Actually this is good because it allows to customize the format string to print only a subset of available information (I've actually used this).

> This is how how Rust gets this right:
>
> println(fmt!("hello, %d", j))
>
> https://github.com/mozilla/rust/blob/master/src/libsyntax/ext/fmt.rs
> https://github.com/Aatch/rust-fmt

This is potentially inefficient because it creates a string instead of formatting straight in the output buffer.


Andrei
June 26, 2013
Am 26.06.2013 21:07, schrieb Adam D. Ruppe:
> On Wednesday, 26 June 2013 at 18:54:17 UTC, H. S. Teoh wrote:
>>> import std.stdio;
>>> void main() {
>>>     size_t x = 10;
>>>     writefln("%d", x, x);
>>> }
>>>
>>> In a modern statically typed language I'd like such code to
>>> give a compile-time error.
>>
>> This looks like a bug to me. Please file one. :)
>
> Not necessarily, since you might want a format string to be a
> runtime variable, like when doing translations. I could live with
> there being another function that does runtime though.
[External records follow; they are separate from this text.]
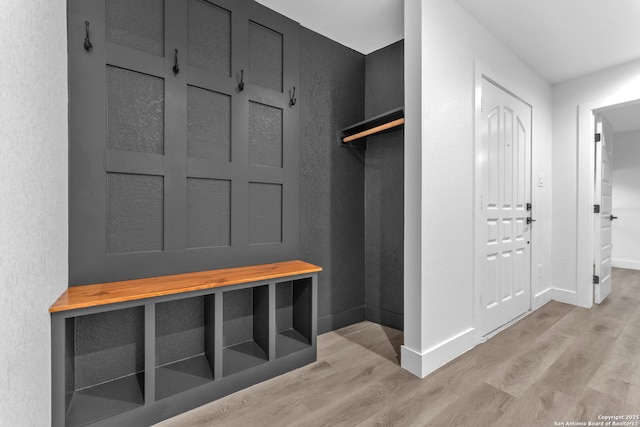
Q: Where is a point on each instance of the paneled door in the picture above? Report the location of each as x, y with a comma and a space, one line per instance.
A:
603, 219
503, 212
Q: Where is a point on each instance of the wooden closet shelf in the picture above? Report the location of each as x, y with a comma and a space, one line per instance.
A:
387, 122
129, 290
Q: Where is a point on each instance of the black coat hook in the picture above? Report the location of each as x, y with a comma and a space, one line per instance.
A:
176, 69
241, 84
292, 97
87, 43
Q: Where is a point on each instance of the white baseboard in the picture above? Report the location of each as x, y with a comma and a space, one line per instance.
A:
625, 263
542, 298
567, 297
422, 364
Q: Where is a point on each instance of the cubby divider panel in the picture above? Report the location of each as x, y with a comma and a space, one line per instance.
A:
293, 316
106, 353
184, 344
245, 328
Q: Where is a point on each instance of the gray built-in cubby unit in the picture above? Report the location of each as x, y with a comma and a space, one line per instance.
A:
293, 326
185, 344
104, 364
245, 329
140, 351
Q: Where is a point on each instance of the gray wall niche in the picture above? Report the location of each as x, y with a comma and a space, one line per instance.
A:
384, 191
351, 203
332, 178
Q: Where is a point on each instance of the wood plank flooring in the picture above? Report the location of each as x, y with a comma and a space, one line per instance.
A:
559, 364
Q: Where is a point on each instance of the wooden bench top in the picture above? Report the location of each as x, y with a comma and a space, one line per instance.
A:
129, 290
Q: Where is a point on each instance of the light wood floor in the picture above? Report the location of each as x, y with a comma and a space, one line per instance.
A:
559, 364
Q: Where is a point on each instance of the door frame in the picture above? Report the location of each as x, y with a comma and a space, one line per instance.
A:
585, 221
481, 71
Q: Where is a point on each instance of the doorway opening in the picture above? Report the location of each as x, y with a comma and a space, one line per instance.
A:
502, 206
601, 123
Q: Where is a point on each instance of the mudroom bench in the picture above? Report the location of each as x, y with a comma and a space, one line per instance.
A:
139, 351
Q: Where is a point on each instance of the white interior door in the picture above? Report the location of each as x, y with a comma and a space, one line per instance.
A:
503, 179
603, 198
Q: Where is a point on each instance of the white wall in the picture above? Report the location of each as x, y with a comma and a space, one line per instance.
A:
33, 201
613, 83
626, 200
441, 43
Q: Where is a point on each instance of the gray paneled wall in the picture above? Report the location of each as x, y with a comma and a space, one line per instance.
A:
181, 169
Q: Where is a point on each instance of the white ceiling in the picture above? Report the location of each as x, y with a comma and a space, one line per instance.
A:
624, 118
560, 39
362, 25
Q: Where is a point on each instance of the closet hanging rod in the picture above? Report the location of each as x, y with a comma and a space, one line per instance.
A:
373, 130
355, 135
then you normaly quote the % with %% or something else to inactivate it - thats much more clean then just to allow it for this corner case out of the box

June 26, 2013
Am 26.06.2013 21:33, schrieb Andrei Alexandrescu:
> On 6/26/13 11:08 AM, bearophile wrote:
>> On the other hand this D program prints just
>> "10" with no errors, ignoring the second x:
>>
>> import std.stdio;
>> void main() {
>> size_t x = 10;
>> writefln("%d", x, x);
>> }
>>
>> In a modern statically typed language I'd like such code to give a
>> compile-time error.
>
> Actually this is good because it allows to customize the format string
> to print only a subset of available information (I've actually used this).

why is there always a tiny need for such tricky stuff - isn't that only usefull in very rare cases
June 26, 2013
Am 26.06.2013 21:53, schrieb dennis luehring:
> Am 26.06.2013 21:33, schrieb Andrei Alexandrescu:
>> On 6/26/13 11:08 AM, bearophile wrote:
>>> On the other hand this D program prints just
>>> "10" with no errors, ignoring the second x:
>>>
>>> import std.stdio;
>>> void main() {
>>> size_t x = 10;
>>> writefln("%d", x, x);
>>> }
>>>
>>> In a modern statically typed language I'd like such code to give a
>>> compile-time error.
>>
>> Actually this is good because it allows to customize the format string
>> to print only a subset of available information (I've actually used this).
>
> why is there always a tiny need for such tricky stuff - isn't that only
> usefull in very rare cases
>

or better said - could then someone add a description to writefln why there is a need that writefln can "handle" more values then asked in the format-string - maybe with an example that realy shows the usefullness of this feature - and why an simple enum + if/else can't handle this also very elegant




June 26, 2013
On Wed, Jun 26, 2013 at 09:07:30PM +0200, Adam D. Ruppe wrote:
> On Wednesday, 26 June 2013 at 18:54:17 UTC, H. S. Teoh wrote:
> >>import std.stdio;
> >>void main() {
> >>    size_t x = 10;
> >>    writefln("%d", x, x);
> >>}
> >>
> >>In a modern statically typed language I'd like such code to give a compile-time error.
> >
> >This looks like a bug to me. Please file one. :)
> 
> Not necessarily, since you might want a format string to be a runtime variable, like when doing translations. I could live with there being another function that does runtime though.
[...]

Wait, I thought we were talking about *compile-time* warnings for extraneous arguments to writefln. If the format string is not known at compile-time, then there's nothing to be done, and as you said, it's arguably better to allow more arguments than format specifiers if you're doing i18n.

But if the format string is known at compile-time, and there are extraneous arguments, then it should be a warning / error.


T

-- 
People tell me that I'm skeptical, but I don't believe it.